If I’d surprised her, she didn’t show it. Maybe she hadn’t left me out of the email chain on purpose. And maybe that overweight bird I’d seen flying like a drunkard outside the window was really a pig with wings.

Chantilly ignored my existence and continued watching the movie, a tear trailing down her cheek as Rose’s selfishness kills the man she supposedly loves.

“Gets me every time,” Chantilly whispered to herself, not a hint of sarcasm in her voice.

Murder?

“Umm… okay,” I drew out, wondering where everyone else was. Ida Mae had told me eight sharp. “Where is everyone?”

“The meeting was pushed back an hour.

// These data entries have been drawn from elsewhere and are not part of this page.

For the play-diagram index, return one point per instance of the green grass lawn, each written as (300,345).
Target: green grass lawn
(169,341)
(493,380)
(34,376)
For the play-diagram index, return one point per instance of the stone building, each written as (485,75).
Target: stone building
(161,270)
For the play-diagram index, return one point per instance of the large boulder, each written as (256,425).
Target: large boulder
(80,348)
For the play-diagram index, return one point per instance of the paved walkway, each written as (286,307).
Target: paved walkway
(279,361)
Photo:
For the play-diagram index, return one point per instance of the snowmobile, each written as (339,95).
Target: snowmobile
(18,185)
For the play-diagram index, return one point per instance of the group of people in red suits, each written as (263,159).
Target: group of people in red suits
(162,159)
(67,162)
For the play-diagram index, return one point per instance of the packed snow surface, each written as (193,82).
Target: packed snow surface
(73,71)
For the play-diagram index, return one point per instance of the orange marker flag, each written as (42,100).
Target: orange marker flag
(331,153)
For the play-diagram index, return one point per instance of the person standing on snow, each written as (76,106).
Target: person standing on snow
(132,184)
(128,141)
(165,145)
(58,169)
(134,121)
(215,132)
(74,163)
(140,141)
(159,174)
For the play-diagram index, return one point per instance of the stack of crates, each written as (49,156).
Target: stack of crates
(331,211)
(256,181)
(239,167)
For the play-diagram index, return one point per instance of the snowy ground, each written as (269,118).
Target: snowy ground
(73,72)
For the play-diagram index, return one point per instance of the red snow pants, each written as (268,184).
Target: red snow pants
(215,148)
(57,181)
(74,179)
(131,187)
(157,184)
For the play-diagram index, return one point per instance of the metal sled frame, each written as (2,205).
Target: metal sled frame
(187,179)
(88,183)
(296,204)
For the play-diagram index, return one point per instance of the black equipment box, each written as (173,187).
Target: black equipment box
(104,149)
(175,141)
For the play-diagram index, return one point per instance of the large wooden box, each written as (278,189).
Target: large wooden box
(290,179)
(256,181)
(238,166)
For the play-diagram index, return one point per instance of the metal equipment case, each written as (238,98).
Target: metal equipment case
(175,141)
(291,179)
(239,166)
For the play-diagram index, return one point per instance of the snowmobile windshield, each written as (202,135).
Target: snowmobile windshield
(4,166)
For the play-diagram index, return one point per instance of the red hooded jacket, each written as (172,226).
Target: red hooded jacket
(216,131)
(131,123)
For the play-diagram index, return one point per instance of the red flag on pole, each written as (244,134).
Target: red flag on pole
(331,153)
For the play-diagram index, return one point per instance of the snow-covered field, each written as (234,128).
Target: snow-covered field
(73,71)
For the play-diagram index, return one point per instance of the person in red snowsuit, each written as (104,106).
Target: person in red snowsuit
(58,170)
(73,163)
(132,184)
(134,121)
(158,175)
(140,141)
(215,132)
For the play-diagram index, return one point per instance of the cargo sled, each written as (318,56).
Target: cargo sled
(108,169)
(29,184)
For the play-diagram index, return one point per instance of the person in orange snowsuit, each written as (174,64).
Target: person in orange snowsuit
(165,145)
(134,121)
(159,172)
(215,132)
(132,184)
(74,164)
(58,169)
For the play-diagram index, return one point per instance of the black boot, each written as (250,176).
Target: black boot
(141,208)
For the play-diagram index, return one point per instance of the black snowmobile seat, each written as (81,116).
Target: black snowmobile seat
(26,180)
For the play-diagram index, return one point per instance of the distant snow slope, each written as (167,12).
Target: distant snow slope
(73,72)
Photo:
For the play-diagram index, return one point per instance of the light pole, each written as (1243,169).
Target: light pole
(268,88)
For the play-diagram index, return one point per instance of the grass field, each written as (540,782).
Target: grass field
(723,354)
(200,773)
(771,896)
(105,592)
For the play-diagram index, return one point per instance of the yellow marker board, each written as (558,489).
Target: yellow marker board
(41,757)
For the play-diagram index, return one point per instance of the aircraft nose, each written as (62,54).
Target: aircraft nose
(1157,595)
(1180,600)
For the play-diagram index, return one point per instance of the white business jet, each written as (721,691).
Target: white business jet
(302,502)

Not my decision.” She swiped at the mascara trailing a path down her cheek. “Shit. I need to fix this,” she informed me as if I cared.

I whipped my phone out, typed out a message to Ben, and waited for everyone else to show up. I considered telling him I’d had a wet dream about him, but I decided to go for something PG, especially because I’d pictured him as Nash.

Fair question.

Rose had sacrificed Jack, and Reed currently sat pretty high on my shit list. Marriage? To Basil Berkshire? The girl who’d filled my locker with Tampax the day after I’d gotten my first period in the middle of gym class.

Thankfully, the clothes I’d stained were gym clothes. I’d also dipped the tampons in red food coloring-laced water and left them in her locker, because “rise above” was not in my vocabulary, and my pettiness reached acceptable levels, in my opinion.

(Reed once informed me I was made of 99% pettiness and 1% white cheddar mac ‘n cheese, but he loved me anyway. I’d kissed his cheek and called him my best friend.)

Naturally.

Ben had the personality of a porcupine in heat, pricking every surface of your skin with a voraciousness I personally reserved for hating people. He once told me our friendship was nothing short of a miracle. I had taken it as a compliment, but I wasn’t sure he had meant it as one.

He didn’t answer for a while, so I sat on the couch, shoved my hands into the pockets of my black zip-up hoodie, and lifted my Chucks onto the coffee table. Because I was bored and enjoyed dishing Chantilly’s cruelty back to her, I sped the movie and hit pause at the part where Rose dumps the expensive necklace into the ocean instead of donating it to charity.

I gave an unladylike snort that had Chantilly scrunching up her nose as she walked back in, and I swore, if I died before meeting Ben, I will have died having lived an incomplete life. Reed held the title of best friend, but Ben was Macaroni noodles drowned in Vermont White Cheddar cheese. Comfort food for the soul. The person who always knew exactly what I needed to hear to feel better.

I might have lost my family, my belongings, my future.

But he’d helped me find something important.

My smile.

AND FINALLY, THE fifth sign of the apocalypse occurred after Hannah, Ida Mae, and Cayden had arrived—when Nash Prescott walked into the room and pretended he didn’t know me.